Juergen Kreileder said

I’ll post an extended article in the next days.

micah said

Do these DROP’s ever time out? It would be good if they were automatically released a few hours later…

Juergen Kreileder said

Yes, they time out within a minute when the attacker stops sending packets.

The Limit action uses “… -m recent –update –seconds 60 –hitcount 6 -rttl –name SSH -j DROP”. That means: If the source address is in the ipt_recent list named SSH and six or more NEW packets with the same TTL have been received in the last 60 seconds then drop this packet. Once the number of packets received in the last 60 seconds drops below 6 again (ie. if no new packets arrive for some time), the rule won’t hit.

Jonathan said

Hi!

I’m quite new to shorewall, but I’ve been experiencing bruteforce ssh attacks and so I wanted to use your scripts to try and stop them. Unfortunately, when I try to start shorewall again, the command fails with:

ERROR: Invalid TARGET in rule “[ -n “$TAG” ] || fatal_error “TAG not set” ”

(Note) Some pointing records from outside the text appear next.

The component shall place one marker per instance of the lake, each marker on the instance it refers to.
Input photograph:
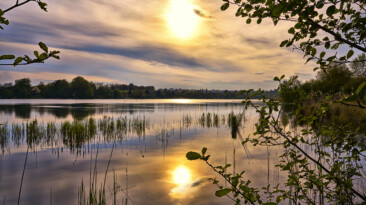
(134, 148)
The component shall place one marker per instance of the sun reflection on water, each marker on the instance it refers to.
(181, 101)
(186, 185)
(181, 176)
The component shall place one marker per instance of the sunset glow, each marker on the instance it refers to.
(181, 176)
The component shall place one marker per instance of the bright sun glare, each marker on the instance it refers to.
(181, 176)
(181, 18)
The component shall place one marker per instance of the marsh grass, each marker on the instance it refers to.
(78, 134)
(4, 133)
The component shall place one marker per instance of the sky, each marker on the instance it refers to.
(165, 43)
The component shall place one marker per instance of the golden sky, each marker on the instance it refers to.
(165, 43)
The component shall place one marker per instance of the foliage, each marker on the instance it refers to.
(359, 66)
(289, 90)
(320, 29)
(81, 88)
(326, 172)
(39, 57)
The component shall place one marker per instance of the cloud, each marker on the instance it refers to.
(122, 41)
(202, 14)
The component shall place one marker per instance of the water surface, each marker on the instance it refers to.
(146, 156)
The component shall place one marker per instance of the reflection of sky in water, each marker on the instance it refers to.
(149, 170)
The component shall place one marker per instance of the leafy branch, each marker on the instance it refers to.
(40, 57)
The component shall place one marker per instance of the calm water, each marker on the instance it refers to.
(146, 155)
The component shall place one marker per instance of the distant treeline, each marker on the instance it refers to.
(79, 88)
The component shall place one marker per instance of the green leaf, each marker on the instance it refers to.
(283, 43)
(291, 30)
(222, 192)
(36, 54)
(17, 61)
(331, 10)
(42, 5)
(42, 57)
(204, 150)
(7, 57)
(43, 46)
(193, 156)
(360, 88)
(350, 53)
(225, 6)
(276, 12)
(322, 54)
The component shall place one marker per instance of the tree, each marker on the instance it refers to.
(290, 90)
(39, 57)
(341, 24)
(334, 78)
(81, 88)
(359, 66)
(58, 89)
(22, 88)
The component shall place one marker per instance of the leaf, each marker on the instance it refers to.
(360, 88)
(36, 54)
(7, 57)
(193, 156)
(350, 53)
(225, 6)
(331, 10)
(222, 192)
(204, 150)
(43, 46)
(42, 5)
(283, 43)
(291, 30)
(17, 61)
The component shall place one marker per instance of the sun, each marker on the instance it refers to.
(181, 176)
(181, 18)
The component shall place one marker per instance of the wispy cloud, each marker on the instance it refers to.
(129, 41)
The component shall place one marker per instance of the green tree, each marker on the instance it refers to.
(320, 27)
(39, 57)
(81, 88)
(290, 91)
(22, 88)
(326, 172)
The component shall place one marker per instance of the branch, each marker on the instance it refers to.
(17, 5)
(308, 156)
(228, 180)
(336, 36)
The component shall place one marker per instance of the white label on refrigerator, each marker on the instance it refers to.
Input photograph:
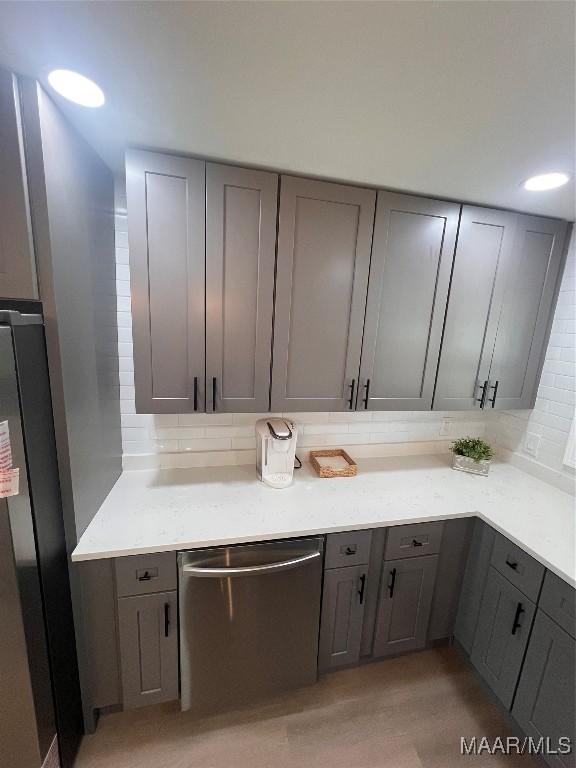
(9, 482)
(5, 447)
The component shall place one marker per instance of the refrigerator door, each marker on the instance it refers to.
(27, 722)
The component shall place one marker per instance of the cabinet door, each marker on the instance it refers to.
(544, 705)
(412, 256)
(342, 613)
(17, 266)
(473, 583)
(324, 240)
(484, 245)
(166, 228)
(148, 632)
(502, 635)
(527, 309)
(406, 593)
(240, 252)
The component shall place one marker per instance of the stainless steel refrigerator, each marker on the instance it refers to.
(40, 706)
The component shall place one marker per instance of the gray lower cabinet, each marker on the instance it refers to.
(240, 254)
(544, 705)
(166, 229)
(406, 591)
(342, 615)
(148, 637)
(473, 583)
(502, 634)
(502, 297)
(324, 242)
(412, 254)
(17, 265)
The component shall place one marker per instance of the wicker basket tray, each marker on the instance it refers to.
(336, 468)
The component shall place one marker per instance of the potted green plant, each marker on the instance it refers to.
(472, 454)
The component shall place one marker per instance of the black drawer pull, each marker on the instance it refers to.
(516, 626)
(482, 398)
(351, 400)
(166, 619)
(367, 394)
(145, 576)
(362, 588)
(392, 582)
(494, 393)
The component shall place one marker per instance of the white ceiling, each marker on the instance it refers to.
(462, 100)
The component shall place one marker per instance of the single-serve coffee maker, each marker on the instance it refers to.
(275, 451)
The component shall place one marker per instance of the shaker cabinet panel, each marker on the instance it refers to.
(527, 310)
(502, 635)
(484, 243)
(342, 613)
(148, 636)
(412, 256)
(324, 241)
(544, 705)
(166, 226)
(17, 265)
(240, 253)
(473, 583)
(406, 592)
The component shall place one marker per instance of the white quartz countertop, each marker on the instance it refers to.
(171, 509)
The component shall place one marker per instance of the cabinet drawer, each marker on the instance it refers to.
(519, 568)
(413, 540)
(143, 574)
(558, 600)
(348, 548)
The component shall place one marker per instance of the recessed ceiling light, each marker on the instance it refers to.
(76, 88)
(546, 181)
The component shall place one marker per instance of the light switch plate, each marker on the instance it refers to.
(532, 443)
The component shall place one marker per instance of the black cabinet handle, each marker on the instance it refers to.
(482, 398)
(367, 393)
(145, 576)
(362, 588)
(493, 398)
(166, 619)
(392, 582)
(519, 611)
(351, 400)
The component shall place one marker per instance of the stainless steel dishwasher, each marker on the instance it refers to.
(249, 620)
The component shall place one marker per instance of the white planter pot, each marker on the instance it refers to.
(464, 464)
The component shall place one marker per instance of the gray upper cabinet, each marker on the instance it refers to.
(412, 254)
(485, 242)
(544, 705)
(504, 286)
(17, 266)
(342, 615)
(166, 227)
(502, 635)
(240, 253)
(527, 310)
(406, 592)
(324, 242)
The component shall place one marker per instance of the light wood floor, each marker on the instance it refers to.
(408, 712)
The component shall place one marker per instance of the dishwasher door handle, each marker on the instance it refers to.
(249, 570)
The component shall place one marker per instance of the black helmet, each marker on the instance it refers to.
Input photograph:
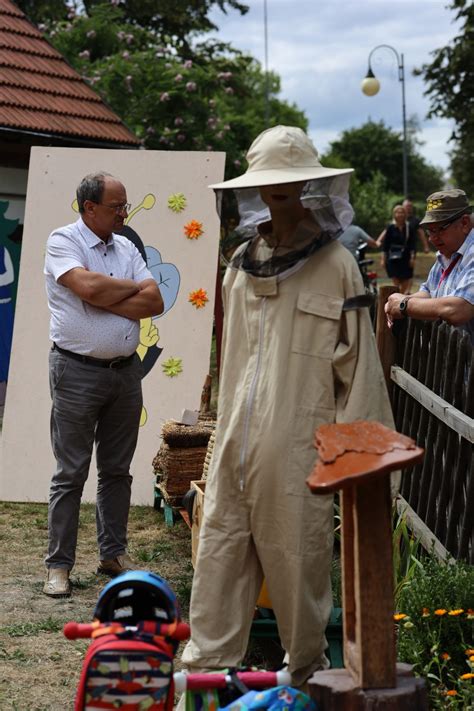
(135, 596)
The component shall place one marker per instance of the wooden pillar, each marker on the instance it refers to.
(357, 459)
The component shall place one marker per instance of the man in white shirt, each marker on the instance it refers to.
(98, 289)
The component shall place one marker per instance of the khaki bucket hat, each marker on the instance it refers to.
(282, 154)
(446, 205)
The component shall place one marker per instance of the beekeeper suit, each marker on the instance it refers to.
(297, 353)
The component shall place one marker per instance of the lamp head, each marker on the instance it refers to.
(370, 85)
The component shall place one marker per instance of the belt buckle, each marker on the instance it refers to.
(115, 363)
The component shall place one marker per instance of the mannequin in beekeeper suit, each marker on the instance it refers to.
(298, 352)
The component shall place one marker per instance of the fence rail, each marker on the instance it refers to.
(433, 402)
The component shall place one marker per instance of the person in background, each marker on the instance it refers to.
(98, 289)
(414, 224)
(448, 292)
(353, 236)
(399, 250)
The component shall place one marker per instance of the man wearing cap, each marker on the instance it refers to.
(298, 352)
(448, 292)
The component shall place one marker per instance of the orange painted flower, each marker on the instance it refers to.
(193, 229)
(198, 298)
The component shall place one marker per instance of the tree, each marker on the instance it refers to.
(172, 93)
(450, 81)
(375, 148)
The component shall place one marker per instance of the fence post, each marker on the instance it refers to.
(384, 337)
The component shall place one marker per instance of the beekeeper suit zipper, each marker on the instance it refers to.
(251, 396)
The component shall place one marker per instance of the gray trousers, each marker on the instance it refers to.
(91, 404)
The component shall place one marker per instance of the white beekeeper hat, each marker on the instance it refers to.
(282, 154)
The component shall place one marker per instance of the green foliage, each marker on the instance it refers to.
(374, 148)
(372, 203)
(172, 94)
(406, 553)
(450, 82)
(437, 630)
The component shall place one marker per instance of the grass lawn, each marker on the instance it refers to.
(40, 668)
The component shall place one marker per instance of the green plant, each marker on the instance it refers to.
(435, 631)
(406, 555)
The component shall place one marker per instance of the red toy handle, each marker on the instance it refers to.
(75, 630)
(255, 680)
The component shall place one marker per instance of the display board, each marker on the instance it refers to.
(174, 223)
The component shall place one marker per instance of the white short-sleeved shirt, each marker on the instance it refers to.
(76, 325)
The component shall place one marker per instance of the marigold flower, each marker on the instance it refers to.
(198, 298)
(193, 229)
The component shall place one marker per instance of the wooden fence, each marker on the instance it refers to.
(433, 402)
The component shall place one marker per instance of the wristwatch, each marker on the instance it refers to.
(403, 306)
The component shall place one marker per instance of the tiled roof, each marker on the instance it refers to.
(41, 92)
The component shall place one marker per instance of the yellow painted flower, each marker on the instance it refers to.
(193, 229)
(198, 298)
(172, 367)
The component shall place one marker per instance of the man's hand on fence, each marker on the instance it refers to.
(392, 308)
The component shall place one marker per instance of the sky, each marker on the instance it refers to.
(320, 50)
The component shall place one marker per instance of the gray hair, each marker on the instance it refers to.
(91, 188)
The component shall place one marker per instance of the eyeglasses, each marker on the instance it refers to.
(118, 208)
(436, 232)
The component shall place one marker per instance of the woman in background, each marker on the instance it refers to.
(398, 250)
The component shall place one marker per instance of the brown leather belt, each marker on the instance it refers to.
(120, 362)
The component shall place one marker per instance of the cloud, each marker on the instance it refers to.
(320, 49)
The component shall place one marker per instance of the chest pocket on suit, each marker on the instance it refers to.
(316, 324)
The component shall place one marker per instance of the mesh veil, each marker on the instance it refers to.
(328, 214)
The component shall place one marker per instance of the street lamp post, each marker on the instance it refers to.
(371, 85)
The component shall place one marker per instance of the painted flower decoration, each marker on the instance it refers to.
(177, 202)
(193, 229)
(198, 298)
(172, 367)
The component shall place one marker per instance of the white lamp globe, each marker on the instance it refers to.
(370, 86)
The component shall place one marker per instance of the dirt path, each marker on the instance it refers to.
(39, 667)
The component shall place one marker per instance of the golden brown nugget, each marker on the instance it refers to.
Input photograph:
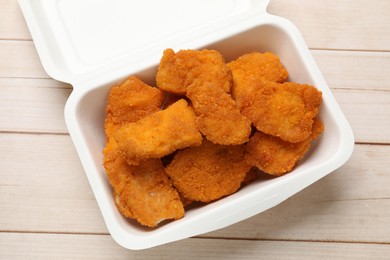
(142, 192)
(275, 156)
(148, 196)
(282, 110)
(218, 117)
(253, 67)
(178, 70)
(209, 171)
(159, 134)
(129, 102)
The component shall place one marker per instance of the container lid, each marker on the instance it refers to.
(76, 40)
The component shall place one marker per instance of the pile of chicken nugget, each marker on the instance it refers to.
(204, 131)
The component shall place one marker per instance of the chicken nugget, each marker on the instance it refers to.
(129, 102)
(159, 134)
(283, 110)
(218, 117)
(148, 195)
(209, 171)
(253, 67)
(178, 70)
(275, 156)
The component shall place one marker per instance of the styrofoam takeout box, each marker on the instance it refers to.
(93, 44)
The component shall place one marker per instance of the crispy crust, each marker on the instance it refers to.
(209, 171)
(178, 70)
(159, 134)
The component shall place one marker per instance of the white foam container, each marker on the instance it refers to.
(93, 44)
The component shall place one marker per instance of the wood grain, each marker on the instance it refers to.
(47, 208)
(74, 246)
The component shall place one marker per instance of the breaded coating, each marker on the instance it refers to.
(178, 70)
(218, 117)
(138, 190)
(148, 196)
(209, 171)
(255, 66)
(251, 176)
(275, 156)
(282, 110)
(159, 134)
(142, 192)
(129, 102)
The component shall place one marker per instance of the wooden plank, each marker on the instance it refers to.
(42, 179)
(354, 69)
(33, 105)
(348, 25)
(324, 25)
(37, 105)
(368, 112)
(44, 187)
(73, 246)
(341, 69)
(351, 204)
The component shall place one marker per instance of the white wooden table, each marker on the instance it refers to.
(47, 209)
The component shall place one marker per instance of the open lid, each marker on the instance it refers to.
(77, 40)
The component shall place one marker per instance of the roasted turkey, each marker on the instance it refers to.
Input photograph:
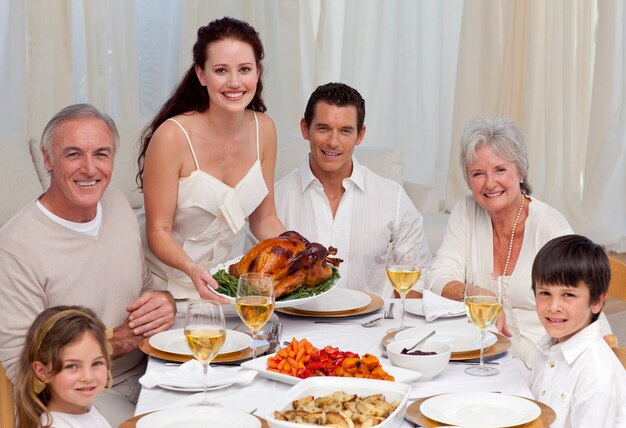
(291, 260)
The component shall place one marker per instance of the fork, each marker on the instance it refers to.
(388, 315)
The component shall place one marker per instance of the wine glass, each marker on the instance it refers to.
(403, 271)
(255, 302)
(483, 304)
(205, 332)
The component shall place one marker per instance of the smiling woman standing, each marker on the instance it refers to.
(206, 162)
(499, 228)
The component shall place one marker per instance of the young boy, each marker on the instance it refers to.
(575, 372)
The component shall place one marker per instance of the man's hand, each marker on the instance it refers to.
(123, 340)
(152, 312)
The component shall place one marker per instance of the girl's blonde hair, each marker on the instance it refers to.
(51, 331)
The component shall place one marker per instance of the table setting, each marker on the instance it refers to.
(331, 348)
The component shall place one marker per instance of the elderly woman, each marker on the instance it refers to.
(498, 229)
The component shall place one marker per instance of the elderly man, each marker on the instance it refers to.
(334, 200)
(79, 244)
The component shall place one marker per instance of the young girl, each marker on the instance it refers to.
(63, 367)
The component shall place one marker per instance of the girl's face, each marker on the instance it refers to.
(230, 74)
(82, 377)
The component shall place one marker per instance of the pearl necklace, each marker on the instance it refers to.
(508, 254)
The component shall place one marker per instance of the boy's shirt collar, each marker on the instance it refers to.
(575, 345)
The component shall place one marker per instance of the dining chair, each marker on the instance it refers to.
(7, 409)
(611, 339)
(617, 286)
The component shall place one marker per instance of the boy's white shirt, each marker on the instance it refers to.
(581, 379)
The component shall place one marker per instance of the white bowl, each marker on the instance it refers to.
(429, 365)
(321, 386)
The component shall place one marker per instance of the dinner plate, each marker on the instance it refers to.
(199, 417)
(416, 307)
(414, 415)
(193, 388)
(480, 410)
(375, 304)
(174, 342)
(260, 365)
(278, 303)
(338, 300)
(233, 357)
(461, 337)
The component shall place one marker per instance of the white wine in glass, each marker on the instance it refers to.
(205, 332)
(255, 302)
(403, 271)
(483, 304)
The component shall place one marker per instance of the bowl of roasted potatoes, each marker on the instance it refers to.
(340, 402)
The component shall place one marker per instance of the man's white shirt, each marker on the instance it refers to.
(373, 213)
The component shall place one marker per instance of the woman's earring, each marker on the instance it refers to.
(109, 379)
(38, 385)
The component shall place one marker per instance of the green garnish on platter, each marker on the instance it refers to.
(228, 286)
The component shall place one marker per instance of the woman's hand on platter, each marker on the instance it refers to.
(203, 280)
(501, 325)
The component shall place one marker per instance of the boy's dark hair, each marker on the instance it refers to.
(336, 94)
(569, 260)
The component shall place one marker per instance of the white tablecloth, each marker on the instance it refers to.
(262, 393)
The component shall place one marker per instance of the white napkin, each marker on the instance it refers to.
(436, 306)
(189, 375)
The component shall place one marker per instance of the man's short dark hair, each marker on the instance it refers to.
(336, 94)
(569, 260)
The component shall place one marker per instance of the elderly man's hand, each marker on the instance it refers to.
(151, 313)
(501, 325)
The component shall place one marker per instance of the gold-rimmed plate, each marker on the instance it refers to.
(132, 422)
(232, 357)
(502, 345)
(375, 304)
(414, 414)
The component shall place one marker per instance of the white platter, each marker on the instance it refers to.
(338, 300)
(321, 386)
(199, 417)
(462, 338)
(480, 410)
(416, 307)
(193, 388)
(278, 304)
(260, 365)
(173, 341)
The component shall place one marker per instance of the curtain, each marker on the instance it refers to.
(13, 71)
(401, 56)
(605, 173)
(424, 68)
(534, 64)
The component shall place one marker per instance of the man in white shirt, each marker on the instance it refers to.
(333, 200)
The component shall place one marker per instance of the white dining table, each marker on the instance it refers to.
(262, 393)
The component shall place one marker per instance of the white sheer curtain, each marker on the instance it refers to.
(534, 65)
(424, 68)
(605, 174)
(401, 56)
(12, 72)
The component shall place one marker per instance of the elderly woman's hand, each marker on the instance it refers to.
(501, 325)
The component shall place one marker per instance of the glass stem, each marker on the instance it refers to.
(481, 366)
(205, 399)
(402, 299)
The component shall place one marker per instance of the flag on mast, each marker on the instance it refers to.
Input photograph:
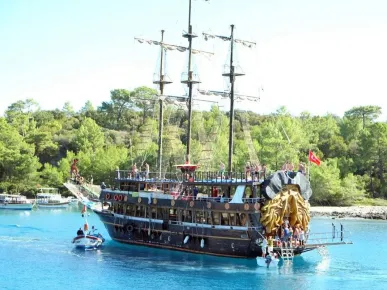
(313, 158)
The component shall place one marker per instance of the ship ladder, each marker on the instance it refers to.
(323, 251)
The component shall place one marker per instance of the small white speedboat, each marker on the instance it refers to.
(268, 263)
(88, 242)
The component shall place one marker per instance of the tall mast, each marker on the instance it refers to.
(232, 79)
(161, 116)
(189, 82)
(231, 74)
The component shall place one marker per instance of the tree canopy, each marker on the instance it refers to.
(37, 146)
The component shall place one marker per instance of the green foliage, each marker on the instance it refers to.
(329, 189)
(124, 130)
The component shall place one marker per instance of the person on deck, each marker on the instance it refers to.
(264, 247)
(134, 170)
(80, 232)
(146, 170)
(221, 169)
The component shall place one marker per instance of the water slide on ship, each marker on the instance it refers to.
(86, 193)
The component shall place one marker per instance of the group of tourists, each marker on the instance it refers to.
(255, 172)
(135, 173)
(286, 236)
(290, 236)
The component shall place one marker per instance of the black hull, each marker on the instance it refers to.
(230, 244)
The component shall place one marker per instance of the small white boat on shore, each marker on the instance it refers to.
(50, 198)
(16, 202)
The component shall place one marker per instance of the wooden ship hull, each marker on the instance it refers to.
(228, 227)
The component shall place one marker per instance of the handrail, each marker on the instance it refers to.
(197, 176)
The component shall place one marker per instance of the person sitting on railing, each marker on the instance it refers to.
(215, 192)
(80, 232)
(301, 168)
(264, 247)
(296, 234)
(290, 237)
(134, 170)
(247, 171)
(256, 170)
(302, 236)
(221, 169)
(146, 170)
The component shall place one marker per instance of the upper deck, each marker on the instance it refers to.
(192, 178)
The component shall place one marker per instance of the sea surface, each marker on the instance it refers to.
(36, 253)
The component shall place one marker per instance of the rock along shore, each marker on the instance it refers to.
(366, 212)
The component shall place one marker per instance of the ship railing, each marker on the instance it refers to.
(197, 176)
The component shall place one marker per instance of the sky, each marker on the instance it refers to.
(320, 56)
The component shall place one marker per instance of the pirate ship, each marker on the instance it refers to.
(223, 213)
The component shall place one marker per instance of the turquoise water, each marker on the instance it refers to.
(36, 253)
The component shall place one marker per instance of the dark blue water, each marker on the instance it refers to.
(36, 253)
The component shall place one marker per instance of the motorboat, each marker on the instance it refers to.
(85, 239)
(89, 241)
(271, 262)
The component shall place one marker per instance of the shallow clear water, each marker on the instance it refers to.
(36, 253)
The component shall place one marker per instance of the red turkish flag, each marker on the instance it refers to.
(313, 158)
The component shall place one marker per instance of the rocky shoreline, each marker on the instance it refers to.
(365, 212)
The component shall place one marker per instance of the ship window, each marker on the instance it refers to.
(209, 218)
(242, 220)
(154, 212)
(233, 219)
(130, 209)
(172, 214)
(140, 211)
(160, 213)
(187, 216)
(216, 218)
(248, 193)
(225, 220)
(200, 218)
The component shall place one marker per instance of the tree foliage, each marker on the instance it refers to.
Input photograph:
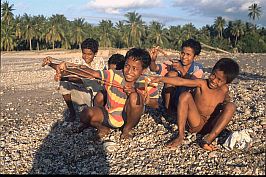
(38, 32)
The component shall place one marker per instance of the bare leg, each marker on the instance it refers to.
(93, 116)
(72, 113)
(221, 122)
(169, 93)
(186, 111)
(99, 99)
(134, 112)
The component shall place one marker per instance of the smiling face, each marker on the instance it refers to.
(187, 56)
(132, 69)
(216, 79)
(87, 55)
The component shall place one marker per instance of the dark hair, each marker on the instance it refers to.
(90, 43)
(140, 54)
(229, 67)
(118, 60)
(195, 45)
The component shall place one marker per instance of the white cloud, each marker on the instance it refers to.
(229, 9)
(116, 6)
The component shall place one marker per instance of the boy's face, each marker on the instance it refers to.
(87, 55)
(132, 69)
(187, 56)
(112, 66)
(216, 79)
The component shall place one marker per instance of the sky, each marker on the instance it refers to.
(167, 12)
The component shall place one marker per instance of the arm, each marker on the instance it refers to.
(153, 66)
(178, 81)
(153, 103)
(72, 79)
(82, 71)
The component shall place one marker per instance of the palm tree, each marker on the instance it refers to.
(136, 28)
(6, 13)
(237, 30)
(219, 26)
(28, 31)
(106, 31)
(123, 33)
(157, 34)
(188, 31)
(174, 37)
(7, 38)
(254, 12)
(39, 23)
(78, 33)
(55, 31)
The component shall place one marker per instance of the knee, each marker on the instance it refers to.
(172, 74)
(86, 115)
(135, 100)
(185, 96)
(230, 107)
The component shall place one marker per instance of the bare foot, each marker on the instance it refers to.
(207, 146)
(102, 132)
(175, 143)
(46, 61)
(126, 135)
(82, 127)
(71, 118)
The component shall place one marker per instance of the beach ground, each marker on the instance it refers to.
(34, 140)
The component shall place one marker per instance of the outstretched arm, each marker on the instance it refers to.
(154, 53)
(82, 71)
(177, 81)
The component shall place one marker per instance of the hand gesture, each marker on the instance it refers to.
(154, 53)
(46, 61)
(155, 79)
(129, 89)
(59, 70)
(176, 65)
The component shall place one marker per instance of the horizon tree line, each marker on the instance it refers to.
(28, 32)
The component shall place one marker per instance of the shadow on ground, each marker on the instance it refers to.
(66, 152)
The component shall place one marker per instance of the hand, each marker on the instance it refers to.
(154, 53)
(177, 65)
(46, 61)
(129, 89)
(58, 71)
(155, 79)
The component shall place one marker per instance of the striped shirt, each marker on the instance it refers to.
(116, 97)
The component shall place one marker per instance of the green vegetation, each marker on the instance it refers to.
(38, 32)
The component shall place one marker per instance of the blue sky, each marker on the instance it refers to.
(168, 12)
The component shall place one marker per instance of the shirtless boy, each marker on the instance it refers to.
(125, 100)
(209, 111)
(78, 92)
(185, 67)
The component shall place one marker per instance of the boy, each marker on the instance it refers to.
(209, 110)
(116, 61)
(125, 100)
(78, 92)
(186, 67)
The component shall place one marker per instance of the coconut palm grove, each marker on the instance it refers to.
(19, 33)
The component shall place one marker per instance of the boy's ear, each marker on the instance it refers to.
(144, 71)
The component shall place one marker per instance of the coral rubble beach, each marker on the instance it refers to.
(34, 141)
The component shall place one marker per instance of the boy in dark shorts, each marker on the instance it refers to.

And so I’m not sure what’s going wrong …

Jonathan said

… belay that comment.
I’m slightly dumb today and wasn’t reading your instructions correctly.
It all seems to be working now that I correctly followed them.
Thanks for writing the scripts :)

Daniel Andersson said

I’ve been using this tip successfully for, I don’t know, about a year now. A couple of hours ago when I ran a “apt-get dist-upgrade” on my Debian Unstable-machine, Shorewall was upgraded and after that unable to start. It reported an error regarding this very tip.

The solution was found a while later. In the changelog (which I read during installation, just not carefully enough :-) ) it says:

“”
The ‘Limit’ action is now a builtin. If you have ‘Limit’ listed in
/etc/shorewall/actions, remove the entry. Also remove the files
/etc/shorewall/action.Limit and/or /etc/shorewall/Limit if you have
them.
“”
http://www1.shorewall.net/pub/shorewall/development/3.3/shorewall-3.3.3/releasenotes.txt

The answer lies here though: http://www.shorewall.net/PortKnocking.html#Limit . In other words: out with the old, in with the new. On the same page, further up, there is a replacement for the Whitelist-action as well.

Juergen Kreileder said

Yeah, I’ve seen that Limit has been included in the upstream version some time ago. I’ll add a note to the article.

Rommidze said

There is also another one, but more user friendly way to protect ssh, is to use pam-abl:
http://tech.tolero.org/blog/en/linux/ssh-password-brute-force-protection

Yaz Okulu said

does anyone knows if there is any other information about this subject in other languages?